Kelling is retired from Rutgers but still going strong at age 78 as a senior fellow at the Manhattan Institute.
The theory was applied by two New York City police commissioners, William Bratton and Raymond Kelly. Crime rates fell, real estate values soared and New York thrived.
According to the U.S. Census Bureau’s most recent American Housing Survey, the number of broken windows in the New York metropolitan area plunged during the past decade.
Kelling told The New York Times: “Taking care of broken windows reduces crime. Taking care of crime reduces broken windows. I’ve never been long on arrests as an outcome.”
He said zero-tolerance policies represent “zealotry and no discretion — the opposite of what I tried to preach. In an urbanized society, in a world of strangers, civility and orderliness is an end in itself.”
Here’s part of what Kelling and Wilson wrote in the original article: “Consider a building with a few broken windows. If the windows are not repaired, the tendency is for vandals to break a few more windows. Eventually, they may even break into the building, and if it’s unoccupied, perhaps become squatters or light fires inside.
“Or consider a pavement. Some litter accumulates. Soon, more litter accumulates. Eventually, people even start leaving bags of refuse from take-out restaurants there or even break into cars.”
In other words, fix problems when they’re still small.
While they’re at it, Buckner, City Manager Bruce Moore and Mayor Mark Stodola might even look at the Safe Streets Program that was instituted by Albuquerque, N.M., in the late 1990s. The theory was that people in other parts of the country use roadways much like New Yorkers use subways. Lawlessness on the roadways therefore has the same effect as it does in the subways of New York.
I make the drive from far west Little Rock to downtown each morning on Cantrell Road. Each day I watch self-indulgent idiots run red lights and speed through school zones. I’ve never seen one of them pulled over. There’s indeed a sense of lawlessness on the streets of Little Rock, and the problem seems to be getting worse. I can’t help thinking that this is a city that, in certain ways, feels broken.
“I understand that there are a lot of historical scars in this community and this police department as there are in most communities that have an urban environment,” Buckner told the Arkansas Times. “Police and African-American communities and Hispanic communities historically don’t have a very strong relationship. I can’t subscribe to that. I can’t surrender to that. My job is to build those relationship bridges where we can to get them to come to the table. All of that starts with trust. Trust is built with deposits of good will, and I think we’re doing a lot of things in the police department to get some of those conversations started.”

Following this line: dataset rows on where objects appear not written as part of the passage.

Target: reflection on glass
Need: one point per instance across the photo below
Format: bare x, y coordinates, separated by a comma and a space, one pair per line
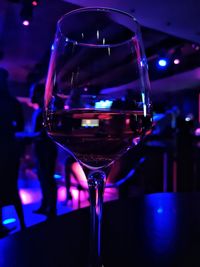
97, 96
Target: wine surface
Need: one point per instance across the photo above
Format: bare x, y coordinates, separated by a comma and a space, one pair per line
95, 136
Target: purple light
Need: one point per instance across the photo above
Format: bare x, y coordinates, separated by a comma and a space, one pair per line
26, 23
162, 62
34, 3
176, 61
160, 210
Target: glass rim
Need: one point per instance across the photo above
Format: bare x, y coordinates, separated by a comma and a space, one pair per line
97, 8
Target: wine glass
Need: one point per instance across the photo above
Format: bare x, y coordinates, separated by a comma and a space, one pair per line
97, 103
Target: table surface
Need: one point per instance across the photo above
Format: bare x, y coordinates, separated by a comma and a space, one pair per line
155, 230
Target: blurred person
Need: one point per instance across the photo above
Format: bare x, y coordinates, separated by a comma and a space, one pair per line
46, 155
11, 122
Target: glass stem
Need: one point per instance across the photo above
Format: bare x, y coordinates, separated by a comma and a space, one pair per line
96, 183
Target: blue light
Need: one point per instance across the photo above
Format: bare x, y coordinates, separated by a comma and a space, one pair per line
162, 62
8, 221
57, 176
159, 210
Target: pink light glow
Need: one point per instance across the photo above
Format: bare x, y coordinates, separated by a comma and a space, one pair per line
26, 23
25, 197
176, 61
66, 107
61, 193
28, 196
74, 193
197, 132
34, 3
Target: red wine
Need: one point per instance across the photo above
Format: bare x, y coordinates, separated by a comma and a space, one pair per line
96, 137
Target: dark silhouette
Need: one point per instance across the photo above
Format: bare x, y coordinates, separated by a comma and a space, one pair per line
46, 154
11, 121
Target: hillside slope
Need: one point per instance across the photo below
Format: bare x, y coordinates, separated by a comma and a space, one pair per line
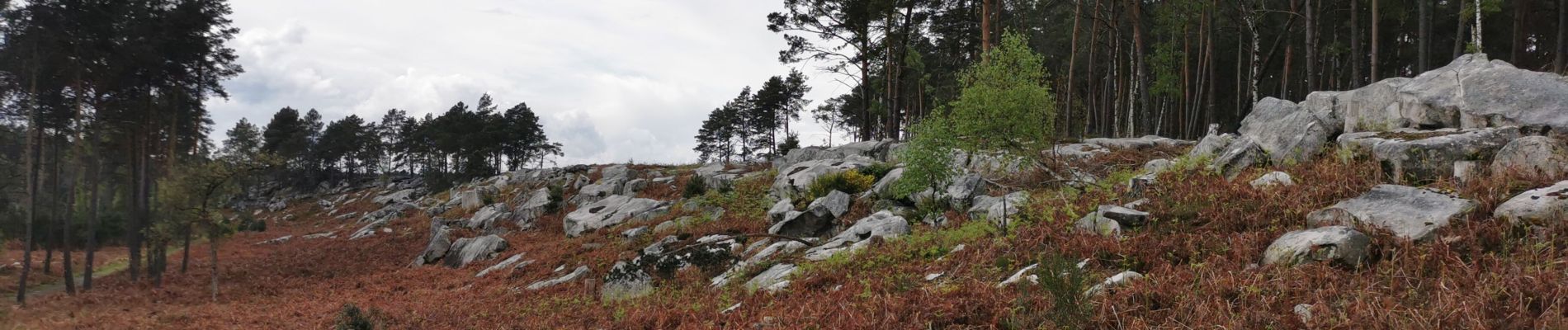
1433, 209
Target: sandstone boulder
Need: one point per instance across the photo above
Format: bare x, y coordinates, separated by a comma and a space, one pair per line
1327, 244
1413, 155
1538, 207
1410, 213
1533, 157
606, 213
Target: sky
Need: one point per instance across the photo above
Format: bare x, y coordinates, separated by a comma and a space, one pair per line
613, 80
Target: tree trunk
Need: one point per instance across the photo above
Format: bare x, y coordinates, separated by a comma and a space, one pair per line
93, 213
1078, 12
1562, 40
985, 26
212, 251
1521, 10
1423, 35
64, 227
186, 260
1374, 41
1462, 30
1477, 30
1355, 45
52, 227
1256, 66
1311, 47
31, 199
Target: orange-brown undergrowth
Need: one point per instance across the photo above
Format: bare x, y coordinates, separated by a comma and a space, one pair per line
1200, 255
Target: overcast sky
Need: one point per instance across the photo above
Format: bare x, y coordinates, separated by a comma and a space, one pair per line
613, 80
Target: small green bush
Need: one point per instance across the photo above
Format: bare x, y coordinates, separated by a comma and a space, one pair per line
878, 171
251, 224
791, 143
848, 182
695, 186
557, 195
352, 318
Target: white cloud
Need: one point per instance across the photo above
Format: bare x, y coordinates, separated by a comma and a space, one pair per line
613, 78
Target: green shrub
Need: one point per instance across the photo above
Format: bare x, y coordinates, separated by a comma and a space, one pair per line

I agree with the new chief that trust is important.
So are results.
It’s important for all Arkansans that the state’s capital city do well economically. You look at the downtown revitalization of Little Rock and feel hopeful on the one hand. On the other hand, recent job creation statistics in Arkansas have been abysmal. We’re near the bottom nationally.
Little Rock is at a turning point.
More like Memphis or more like Nashville?
More like Jackson or more like Austin?
A hip urban environment or a new round of white flight to Cabot, Conway, Benton and Bryant?
More than anything else, the crime statistics the next five years will tell the story.